Splunk Search

How does one use REGEX, FORMAT, or something else, at index time, to replace "-" with "_" i.e. application_special-source-type => application_special_source_type?

mdwecht
Path Finder

Extracting "_" delimited fields from source file name (regex101.com)

([^\/]+)([^]+)([^]+)([^]+)([^]+)bro([^]+)([^]+)([^_]+).[c][s][v]

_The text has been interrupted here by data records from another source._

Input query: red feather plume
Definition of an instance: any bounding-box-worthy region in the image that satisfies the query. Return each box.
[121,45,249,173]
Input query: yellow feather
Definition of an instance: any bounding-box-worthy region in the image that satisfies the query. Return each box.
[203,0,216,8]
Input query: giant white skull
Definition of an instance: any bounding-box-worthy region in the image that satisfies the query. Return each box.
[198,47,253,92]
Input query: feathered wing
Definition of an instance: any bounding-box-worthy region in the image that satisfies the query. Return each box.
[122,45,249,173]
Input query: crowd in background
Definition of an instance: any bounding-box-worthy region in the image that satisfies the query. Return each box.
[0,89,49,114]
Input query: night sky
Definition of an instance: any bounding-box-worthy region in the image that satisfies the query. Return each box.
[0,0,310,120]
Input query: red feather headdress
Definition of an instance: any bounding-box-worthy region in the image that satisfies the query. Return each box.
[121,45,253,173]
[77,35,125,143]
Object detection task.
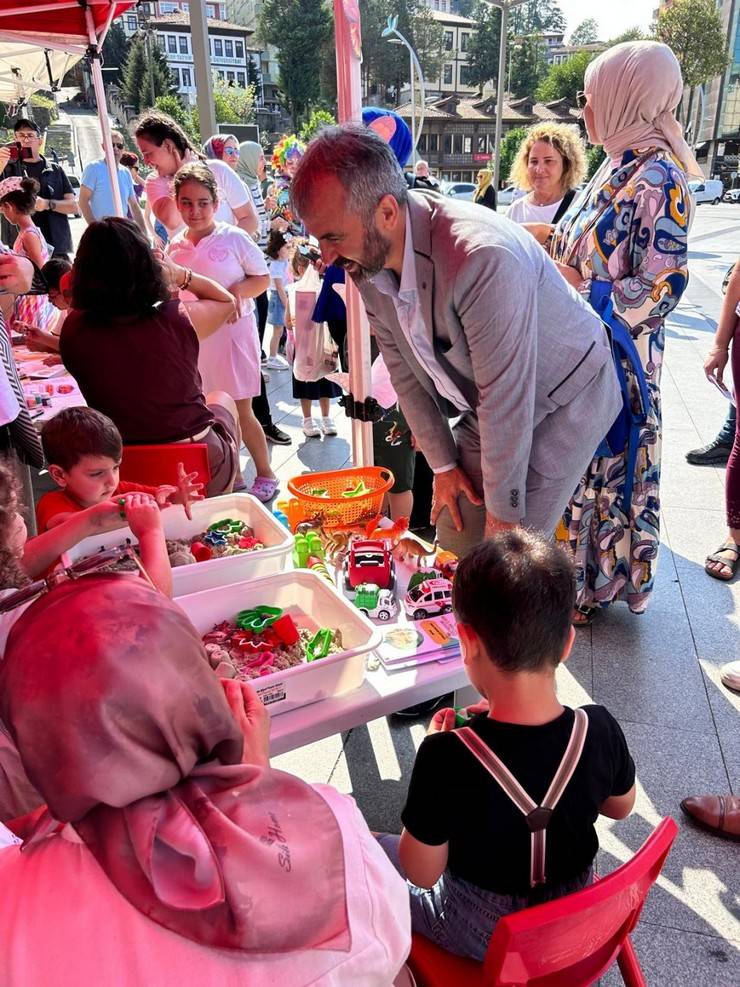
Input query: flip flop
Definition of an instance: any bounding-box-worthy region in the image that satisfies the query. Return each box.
[247,476,280,504]
[704,541,740,583]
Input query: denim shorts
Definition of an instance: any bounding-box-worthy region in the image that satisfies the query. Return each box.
[377,833,593,963]
[267,291,285,326]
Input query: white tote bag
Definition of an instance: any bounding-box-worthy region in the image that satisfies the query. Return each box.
[291,267,338,381]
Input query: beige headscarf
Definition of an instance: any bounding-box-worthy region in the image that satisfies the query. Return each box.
[584,41,704,178]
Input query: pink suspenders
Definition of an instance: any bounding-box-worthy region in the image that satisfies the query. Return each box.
[454,709,588,887]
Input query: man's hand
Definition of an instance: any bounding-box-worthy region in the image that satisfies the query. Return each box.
[221,679,270,768]
[431,466,483,531]
[0,253,33,295]
[485,511,517,538]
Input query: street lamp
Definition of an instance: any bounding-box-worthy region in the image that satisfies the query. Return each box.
[486,0,527,194]
[380,16,426,164]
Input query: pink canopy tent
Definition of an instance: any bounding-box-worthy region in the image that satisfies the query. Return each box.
[334,0,373,466]
[0,0,136,216]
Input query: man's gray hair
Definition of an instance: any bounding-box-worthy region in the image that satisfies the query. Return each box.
[290,123,408,221]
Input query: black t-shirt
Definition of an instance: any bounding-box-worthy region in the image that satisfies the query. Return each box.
[401,706,635,894]
[4,155,74,257]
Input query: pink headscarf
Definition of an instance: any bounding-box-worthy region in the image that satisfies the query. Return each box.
[584,41,703,177]
[0,576,350,953]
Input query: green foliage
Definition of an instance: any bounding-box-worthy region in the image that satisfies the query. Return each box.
[586,144,606,181]
[568,17,599,45]
[103,21,128,82]
[654,0,727,88]
[468,0,501,92]
[299,110,337,144]
[259,0,332,124]
[508,37,548,99]
[499,127,527,181]
[537,51,595,104]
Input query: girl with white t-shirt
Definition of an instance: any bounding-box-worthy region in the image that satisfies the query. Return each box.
[506,123,586,232]
[135,110,259,239]
[167,161,278,501]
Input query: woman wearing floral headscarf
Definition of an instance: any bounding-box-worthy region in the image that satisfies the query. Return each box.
[550,41,700,624]
[0,576,410,987]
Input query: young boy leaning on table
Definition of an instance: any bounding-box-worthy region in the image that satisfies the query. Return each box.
[378,529,635,962]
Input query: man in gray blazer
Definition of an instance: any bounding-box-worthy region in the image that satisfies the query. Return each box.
[291,124,621,554]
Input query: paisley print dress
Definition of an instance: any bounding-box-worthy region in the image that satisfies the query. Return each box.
[551,150,691,613]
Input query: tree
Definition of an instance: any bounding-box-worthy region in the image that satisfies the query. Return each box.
[537,51,596,105]
[468,0,501,93]
[259,0,332,125]
[654,0,727,88]
[509,0,565,37]
[499,127,528,181]
[103,21,128,82]
[509,37,548,99]
[568,17,599,47]
[299,110,337,144]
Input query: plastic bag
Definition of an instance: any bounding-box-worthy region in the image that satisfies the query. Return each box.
[291,267,339,381]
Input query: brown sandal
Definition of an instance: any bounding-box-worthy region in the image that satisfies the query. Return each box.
[704,541,740,583]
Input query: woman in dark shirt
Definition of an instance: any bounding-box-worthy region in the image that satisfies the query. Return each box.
[59,218,240,496]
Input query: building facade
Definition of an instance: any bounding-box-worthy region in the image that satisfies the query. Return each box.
[396,96,580,182]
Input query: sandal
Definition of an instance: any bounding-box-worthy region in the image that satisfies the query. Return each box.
[704,541,740,583]
[573,606,598,627]
[247,476,280,504]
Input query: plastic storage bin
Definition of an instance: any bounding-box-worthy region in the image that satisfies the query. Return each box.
[177,569,381,716]
[62,493,293,597]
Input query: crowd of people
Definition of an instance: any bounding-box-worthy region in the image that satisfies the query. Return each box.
[0,34,740,987]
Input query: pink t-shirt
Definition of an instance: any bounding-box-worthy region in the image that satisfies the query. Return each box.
[0,785,411,987]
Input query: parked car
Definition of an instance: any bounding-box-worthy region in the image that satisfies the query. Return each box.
[689,178,725,206]
[403,579,452,620]
[343,539,396,595]
[442,182,477,202]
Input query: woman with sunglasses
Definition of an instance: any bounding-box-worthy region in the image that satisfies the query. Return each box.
[549,41,701,626]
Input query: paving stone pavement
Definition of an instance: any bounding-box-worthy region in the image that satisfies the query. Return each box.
[253,251,740,987]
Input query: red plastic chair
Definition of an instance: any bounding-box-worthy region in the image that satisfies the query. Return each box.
[408,819,678,987]
[120,442,211,487]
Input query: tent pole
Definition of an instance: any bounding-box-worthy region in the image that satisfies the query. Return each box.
[334,0,373,466]
[85,6,125,216]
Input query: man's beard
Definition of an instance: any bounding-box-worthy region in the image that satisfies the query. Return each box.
[341,220,391,283]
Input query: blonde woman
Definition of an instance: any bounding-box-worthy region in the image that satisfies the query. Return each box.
[506,123,586,224]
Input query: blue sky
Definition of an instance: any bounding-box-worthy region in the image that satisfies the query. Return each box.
[558,0,658,40]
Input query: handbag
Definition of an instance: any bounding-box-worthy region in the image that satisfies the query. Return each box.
[291,267,339,382]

/data/input/account_network_system_interface_host_application_special-source-type_timestamp_seqnum.csv

Group 1. 12-19 account
Group 2. 20-26 network
Group 3. 27-33 system
Group 4. 34-43 interface
Group 5. 44-48 host
Group 6. 53-64 special-source-type
Group 7. 65-74 timestamp
Group 8. 75-81 seqnum


Splunk ingest:

/
/ inputs.conf
/
[batch:///data/input/_*_application__*.csv]
sourcetype = application
disabled =0
move_policy = sinkhole
crcSalt =

/ END inputs.conf

/
/ props.conf
/

[application]
..
TRANSFORMS-application-auto-type = application-auto-type
...

/ END props.conf

/
/ transforms.conf
/

...

[application-auto-type]
SOURCE_KEY = MetaData:Source
DEST_KEY = MetaData:Sourcetype
REGEX = ([^\/]+)([^]+)([^]+)([^]+)([^]+)application([^]+)([^]+)([^]+).[c][s][v]
FORMAT = sourcetype::application
$6
WRITE_META = true

...

/ END transforms.conf

Result:

sourcetype = application_special-source-type (sourcetype field may have 0, 1, 2, or more "-"s)

Question:

How does one replace the "-" with "_" at index-time so sourcetype = application_special_source_type?

0 Karma
1 Solution

mdwecht
Path Finder

I figured out a way to do what I was trying to do. I was able to use a REGEX to grab the analyst specified sourcetype field from the source file name and since I had to use underscores to separate the fields in the source file name we had to use dashes instead of underscores in the sourcetype field as separators. To replace the dashes with underscores in the sourcetype at index time. I used props and transforms to iterate through the source file name field and replace dashes with underscores. There may be a better way. If anyone has a suggestion please chime in. This method currently supportes sourcetypes specified with up to eight dashes. I would love to see something in transforms like "REPLACE = s/-/_/g".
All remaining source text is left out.